Does bitcoin have a set value? ›

Cryptocurrency supply and demand

The value of cryptocurrency is determined by supply and demand, just like anything else that people want. If demand increases faster than supply, the price goes up.

Does Bitcoin have any intrinsic value? ›

It has no intrinsic value and is not backed by anything. Bitcoin devotees will tell you that, like gold, its value comes from its scarcity—Bitcoin's computer algorithm mandates a fixed cap of 21 million digital coins (nearly 19 million have been created so far).

Can Bitcoin be a physical item as well as digital? ›

The currency is digital only, meaning it cannot be removed from its digital network and therefore does not exist in a physical form like paper money. You cannot place a physical bitcoin in your wallet, even if you buy it at a bitcoin ATM (yes, those exist).

What backs Bitcoin value? ›

Bitcoin's price is primarily affected by its supply, the market's demand, availability, competing cryptocurrencies, and investor sentiment.

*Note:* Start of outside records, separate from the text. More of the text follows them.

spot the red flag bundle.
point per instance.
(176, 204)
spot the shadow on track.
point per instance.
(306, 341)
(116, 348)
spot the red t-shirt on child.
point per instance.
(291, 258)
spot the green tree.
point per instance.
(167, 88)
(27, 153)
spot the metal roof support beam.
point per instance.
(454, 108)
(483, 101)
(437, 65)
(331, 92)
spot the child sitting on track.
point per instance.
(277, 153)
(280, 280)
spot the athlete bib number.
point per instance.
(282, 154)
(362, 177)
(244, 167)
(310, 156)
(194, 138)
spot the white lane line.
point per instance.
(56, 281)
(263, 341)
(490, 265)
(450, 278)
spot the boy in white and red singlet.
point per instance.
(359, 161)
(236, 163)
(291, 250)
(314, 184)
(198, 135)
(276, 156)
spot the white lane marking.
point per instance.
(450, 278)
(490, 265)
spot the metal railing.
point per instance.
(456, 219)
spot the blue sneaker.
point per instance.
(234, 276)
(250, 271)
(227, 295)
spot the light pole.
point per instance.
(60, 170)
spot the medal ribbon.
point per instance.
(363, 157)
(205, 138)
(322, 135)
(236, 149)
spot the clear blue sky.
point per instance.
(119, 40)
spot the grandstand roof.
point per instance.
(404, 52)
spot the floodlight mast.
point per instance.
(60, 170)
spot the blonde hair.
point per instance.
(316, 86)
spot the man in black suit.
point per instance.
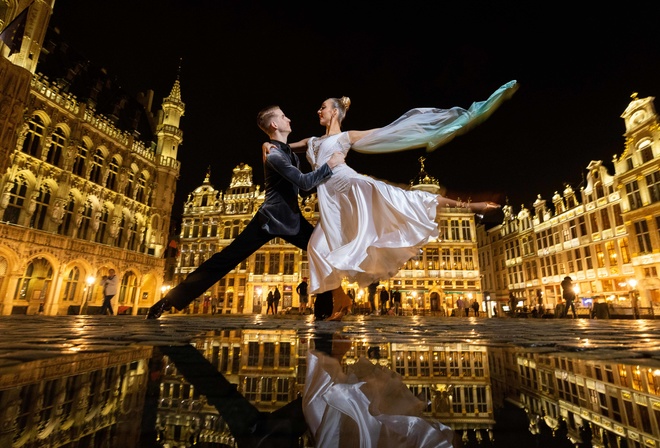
(278, 216)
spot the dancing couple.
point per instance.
(367, 228)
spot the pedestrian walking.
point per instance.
(110, 284)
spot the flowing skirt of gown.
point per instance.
(367, 228)
(370, 407)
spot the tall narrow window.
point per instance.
(71, 283)
(653, 185)
(34, 138)
(41, 203)
(625, 251)
(17, 196)
(605, 218)
(289, 258)
(259, 263)
(113, 175)
(56, 148)
(140, 188)
(643, 237)
(67, 219)
(467, 232)
(633, 195)
(274, 263)
(100, 236)
(79, 162)
(97, 167)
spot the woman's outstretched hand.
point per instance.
(265, 149)
(484, 207)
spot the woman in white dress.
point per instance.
(367, 228)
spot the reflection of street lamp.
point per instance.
(489, 310)
(90, 280)
(633, 297)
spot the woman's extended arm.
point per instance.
(295, 147)
(354, 136)
(476, 207)
(302, 144)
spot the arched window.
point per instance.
(56, 148)
(121, 235)
(103, 226)
(16, 200)
(132, 236)
(67, 220)
(35, 282)
(97, 166)
(140, 188)
(85, 224)
(130, 179)
(34, 137)
(79, 162)
(113, 174)
(128, 289)
(41, 204)
(71, 283)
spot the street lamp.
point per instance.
(90, 280)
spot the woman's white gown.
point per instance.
(368, 407)
(367, 228)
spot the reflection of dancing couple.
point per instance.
(367, 406)
(367, 229)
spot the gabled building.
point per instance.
(87, 177)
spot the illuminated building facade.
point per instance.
(87, 178)
(606, 238)
(446, 268)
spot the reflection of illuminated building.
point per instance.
(96, 400)
(269, 368)
(606, 403)
(445, 269)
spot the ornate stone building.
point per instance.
(606, 237)
(87, 180)
(447, 268)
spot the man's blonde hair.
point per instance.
(264, 117)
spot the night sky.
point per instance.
(577, 69)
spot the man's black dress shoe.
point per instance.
(158, 308)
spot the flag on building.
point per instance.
(13, 33)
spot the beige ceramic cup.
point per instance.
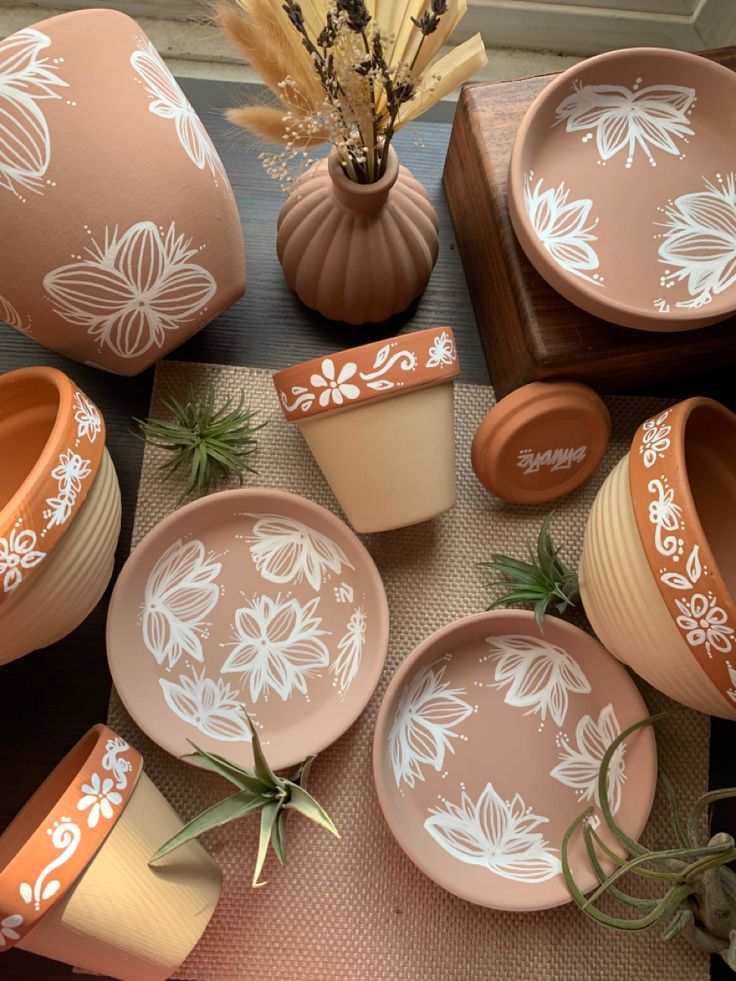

Is there anything tangible about Bitcoin? ›

Users can also buy the currencies from brokers, then store and spend them using cryptographic wallets. If you own cryptocurrency, you don't own anything tangible. What you own is a key that allows you to move a record or a unit of measure from one person to another without a trusted third party.

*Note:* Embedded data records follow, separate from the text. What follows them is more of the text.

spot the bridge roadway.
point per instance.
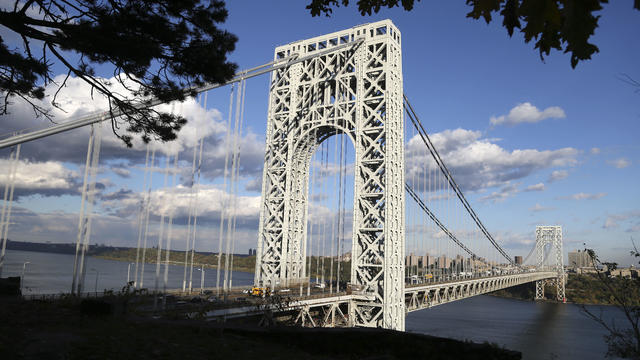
(332, 311)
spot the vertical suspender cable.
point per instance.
(81, 217)
(170, 231)
(191, 196)
(93, 172)
(243, 84)
(195, 214)
(232, 184)
(161, 232)
(224, 196)
(141, 215)
(6, 214)
(146, 218)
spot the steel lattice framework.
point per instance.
(552, 236)
(355, 90)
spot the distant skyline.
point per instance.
(531, 142)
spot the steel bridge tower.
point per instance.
(353, 87)
(552, 236)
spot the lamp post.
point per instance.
(96, 286)
(129, 272)
(201, 279)
(24, 266)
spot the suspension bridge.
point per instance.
(415, 240)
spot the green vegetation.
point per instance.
(580, 289)
(79, 329)
(240, 263)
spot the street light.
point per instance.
(129, 272)
(201, 279)
(24, 266)
(96, 286)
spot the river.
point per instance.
(539, 330)
(49, 273)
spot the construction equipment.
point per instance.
(260, 291)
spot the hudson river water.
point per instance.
(538, 330)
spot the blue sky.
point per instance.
(459, 73)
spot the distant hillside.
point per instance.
(99, 250)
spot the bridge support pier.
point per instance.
(549, 258)
(353, 87)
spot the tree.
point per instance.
(621, 342)
(156, 49)
(554, 24)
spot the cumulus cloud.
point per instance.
(583, 196)
(619, 163)
(478, 163)
(211, 202)
(538, 208)
(536, 187)
(71, 147)
(502, 194)
(527, 113)
(613, 221)
(558, 175)
(45, 178)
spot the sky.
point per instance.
(531, 142)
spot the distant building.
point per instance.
(444, 262)
(428, 261)
(411, 260)
(579, 259)
(518, 260)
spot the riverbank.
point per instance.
(66, 330)
(584, 289)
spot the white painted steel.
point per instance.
(357, 91)
(100, 116)
(552, 236)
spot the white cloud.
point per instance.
(619, 163)
(537, 208)
(583, 196)
(527, 113)
(558, 175)
(536, 187)
(613, 221)
(504, 193)
(71, 146)
(478, 163)
(45, 178)
(211, 201)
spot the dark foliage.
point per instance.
(564, 25)
(156, 49)
(622, 341)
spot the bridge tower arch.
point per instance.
(353, 86)
(550, 238)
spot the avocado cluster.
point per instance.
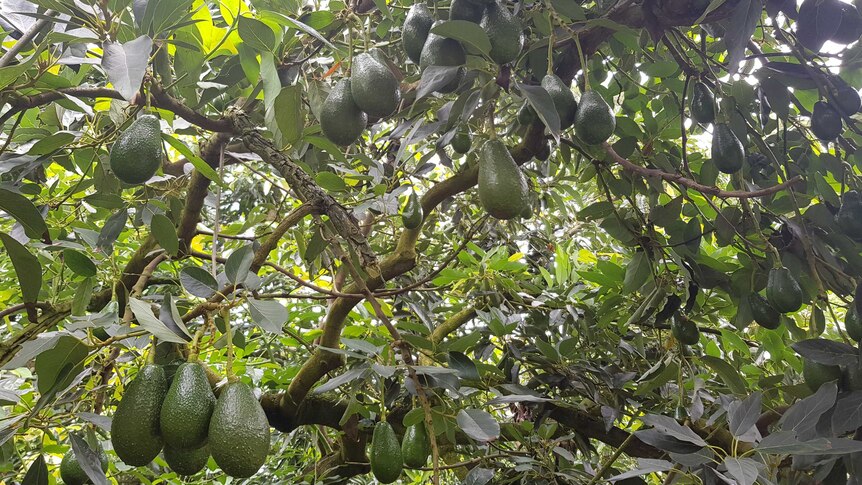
(184, 420)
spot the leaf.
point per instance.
(27, 268)
(23, 211)
(198, 282)
(478, 424)
(126, 64)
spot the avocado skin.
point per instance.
(504, 31)
(826, 122)
(373, 86)
(415, 447)
(187, 408)
(763, 313)
(563, 99)
(385, 456)
(727, 151)
(135, 431)
(341, 121)
(702, 104)
(783, 291)
(502, 186)
(594, 121)
(239, 431)
(415, 30)
(187, 462)
(137, 152)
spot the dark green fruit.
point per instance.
(416, 447)
(187, 461)
(502, 185)
(385, 455)
(783, 291)
(563, 98)
(702, 103)
(816, 374)
(763, 313)
(373, 86)
(594, 121)
(135, 431)
(412, 215)
(137, 153)
(727, 151)
(417, 24)
(826, 121)
(504, 31)
(340, 119)
(239, 431)
(187, 408)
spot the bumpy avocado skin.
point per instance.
(135, 430)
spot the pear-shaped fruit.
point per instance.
(340, 118)
(783, 291)
(373, 86)
(594, 121)
(727, 151)
(502, 186)
(137, 153)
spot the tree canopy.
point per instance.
(546, 242)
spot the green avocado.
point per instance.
(412, 215)
(415, 30)
(727, 151)
(373, 86)
(763, 313)
(187, 408)
(502, 185)
(239, 431)
(187, 462)
(563, 99)
(783, 291)
(340, 119)
(385, 456)
(137, 153)
(594, 121)
(415, 447)
(816, 374)
(826, 122)
(702, 103)
(135, 431)
(504, 31)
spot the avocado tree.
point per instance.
(472, 241)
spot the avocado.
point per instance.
(763, 313)
(187, 408)
(415, 447)
(187, 462)
(373, 86)
(826, 121)
(137, 152)
(684, 330)
(816, 374)
(702, 104)
(412, 215)
(239, 431)
(563, 99)
(135, 431)
(442, 51)
(385, 456)
(594, 121)
(504, 31)
(502, 185)
(727, 151)
(782, 291)
(415, 30)
(340, 119)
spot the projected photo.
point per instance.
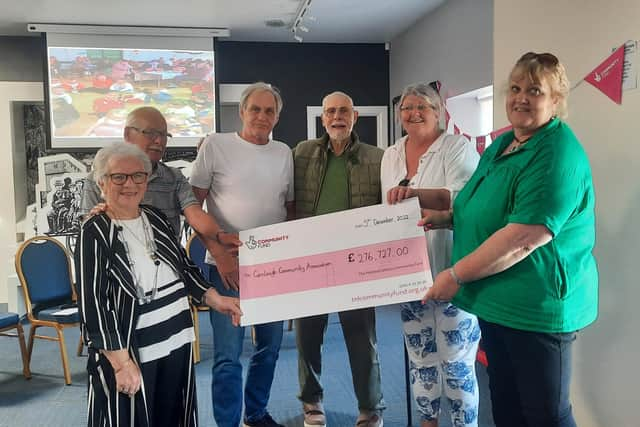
(91, 91)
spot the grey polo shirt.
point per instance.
(167, 190)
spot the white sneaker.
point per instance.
(314, 415)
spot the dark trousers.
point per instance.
(166, 383)
(529, 376)
(359, 329)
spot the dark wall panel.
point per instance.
(305, 73)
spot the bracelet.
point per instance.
(455, 277)
(122, 366)
(218, 233)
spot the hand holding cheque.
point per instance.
(342, 261)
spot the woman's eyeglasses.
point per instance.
(121, 178)
(420, 107)
(546, 58)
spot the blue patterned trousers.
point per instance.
(442, 342)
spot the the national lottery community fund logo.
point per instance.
(254, 243)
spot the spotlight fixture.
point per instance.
(297, 23)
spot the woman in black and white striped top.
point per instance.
(134, 282)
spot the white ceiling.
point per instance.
(348, 21)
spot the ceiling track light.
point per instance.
(297, 21)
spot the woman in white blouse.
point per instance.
(441, 339)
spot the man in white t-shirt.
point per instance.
(247, 180)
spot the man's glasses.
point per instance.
(341, 111)
(121, 178)
(547, 59)
(420, 108)
(153, 134)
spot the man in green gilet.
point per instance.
(334, 173)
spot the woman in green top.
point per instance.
(524, 231)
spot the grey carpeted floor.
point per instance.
(46, 401)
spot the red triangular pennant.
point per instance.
(497, 133)
(607, 77)
(480, 143)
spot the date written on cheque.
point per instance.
(377, 255)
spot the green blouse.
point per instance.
(548, 182)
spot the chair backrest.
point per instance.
(44, 269)
(197, 252)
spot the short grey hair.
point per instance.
(134, 115)
(424, 91)
(119, 150)
(337, 92)
(259, 87)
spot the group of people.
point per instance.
(510, 238)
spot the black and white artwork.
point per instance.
(58, 204)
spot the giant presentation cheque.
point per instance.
(352, 259)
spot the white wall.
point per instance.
(452, 44)
(10, 93)
(581, 34)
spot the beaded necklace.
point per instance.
(519, 143)
(151, 249)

Does ethereum have intrinsic value? ›

The research highlight that the most significant variable to ether are gas price per block, transactions fees and reward to miners, and focused on the utility of ether which can be of intrinsic value and have a significant impact on investment portfolios.

What is the intrinsic value of gold in Bitcoin? ›

Any value is purely in the eye of the beholder. So no money, be it gold, USD or BTC has any intrinsic value at all.

Does Bitcoin satisfy the store of value? ›

Is bitcoin the best store of value? Bitcoin vs dollars. Many investors see bitcoin as the best store of value because it has the best aspects of both gold and digital currencies: it's widely accepted, liquid, scarce, divisible and portable. The only thing that it is lacking is durability over time.